I feel equally certain that had there been no evacuations and a much higher rise in water, that the same people would be here denigrating governments for not evacuating their people when they had the warnings to do so from that same inexact science of predictions.
hawkeye10
 
  1  
Reply Sun 28 Feb, 2010 03:03 pm
@Butrflynet,
for me the question is what happens next time, and the time after that and so on. When the "experts" completely blow a call they lose credibility, the chances that they will be listen to next time goes down.

There was zero mention in the alarms that the so called experts did not know what was going to happen, that they were guessing. they only said that after the fact, and said
Quote:
This was a very large earthquake in a part of the world that tends to produce very large tsunamis. We need to walk a line between a false alarm and missing something that's dangerous and could kill people. Since the science is not exact, we chose to err on the side of not killing people by missing something."


http://www.washingtonpost.com/wp-dyn/content/article/2010/02/27/AR2010022701580_2.html?hpid=topnews&sid=ST2010022801199

Transparency during the process is a REQUIRMENT, the "oops, sorry. we decided that spreading fear was a good idea so we did not admit that we were guessing" after the fact will not do. This kind of BS is EXACTLY why so many no longer trust government institutions.
Butrflynet
 
  2  
Reply Sun 28 Feb, 2010 03:24 pm
@hawkeye10,
Maybe I'm just more receptive of government's emergency management systems because of living in California all my life where we were exposed to earthquakes, floods, mudslides, and wildfires and paid great attention to the predictions and heeded them.

I'd rather be inconvenienced by a few erroneous predictions than have no predictions at all and no effort made by governments to keep people safe from those disasters because some people might get annoyed if they're wrong.
hawkeye10
 
  1  
Reply Sun 28 Feb, 2010 05:02 pm
@Butrflynet,
Quote:
I'd rather be inconvenienced by a few erroneous predictions than have no predictions at all and no effort made by governments to keep people safe from those disasters because some people might get annoyed if they're wrong.


there are other options than those two, and you blithely ignore the cost of this Tsunami warning. In Japan alone it shut down a huge chunk of the national economy for two days....plus the cost of evacuation of nearly 600,000 households.
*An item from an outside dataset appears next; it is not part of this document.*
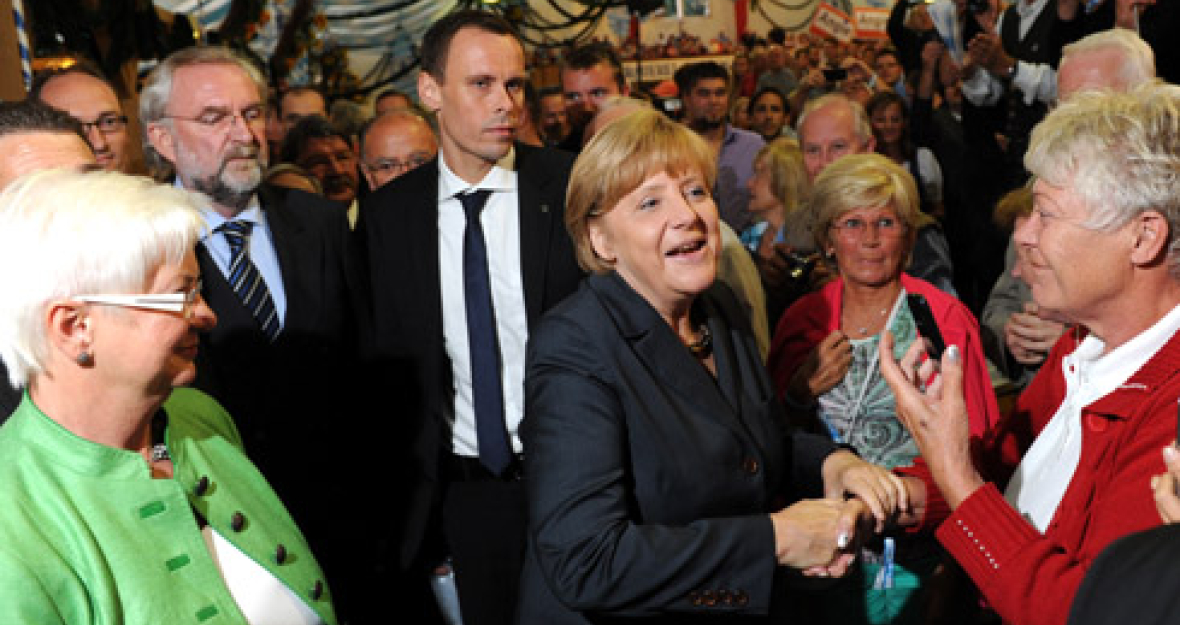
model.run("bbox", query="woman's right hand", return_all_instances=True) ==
[771,499,872,568]
[787,330,852,404]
We are talking of costs that run into the billions I'll bet, and while the cost of the tsunami damage was minimal to non-existant.

this happened in America with hurricane Rita (after katrina) as well, the authorities went ape **** over a little storm, and so the cost of the warning execution far outpaced storm damage

there are many costs to exaggerated warnings, some in lives in future events, some in dollars upfront.

I think that citizens have the right to know the truth about the expertise of those sounding the alarm, so as to be able to make sound personal decisions. Furthermore, governments are obligated to be honest.
0 Replies
 
Region Philbis
 
  1  
Reply Sun 2 Jan, 2011 08:54 pm
Quote:
Strong earthquake strikes central Chile
A 7.1-magnitude earthquake struck the central coastal area of Chile on Sunday, some 70 kilometers (45 miles) northwest of Temuco, the U.S. Geological Survey said. There were no immediate reports of major damage or injury.

The quake, which stuck around 5:20 p.m. (3:20 p.m. ET), was felt as far away as Santiago, roughly 595 km (370 miles) north of where the USGS said the quake occurred. The epicenter was more than 10 miles underground, the USGS said.
(cnn)
Butrflynet
 
  1  
Reply Sun 2 Jan, 2011 08:58 pm
@Region Philbis,
There was also a 7.0 quake in Argentina today.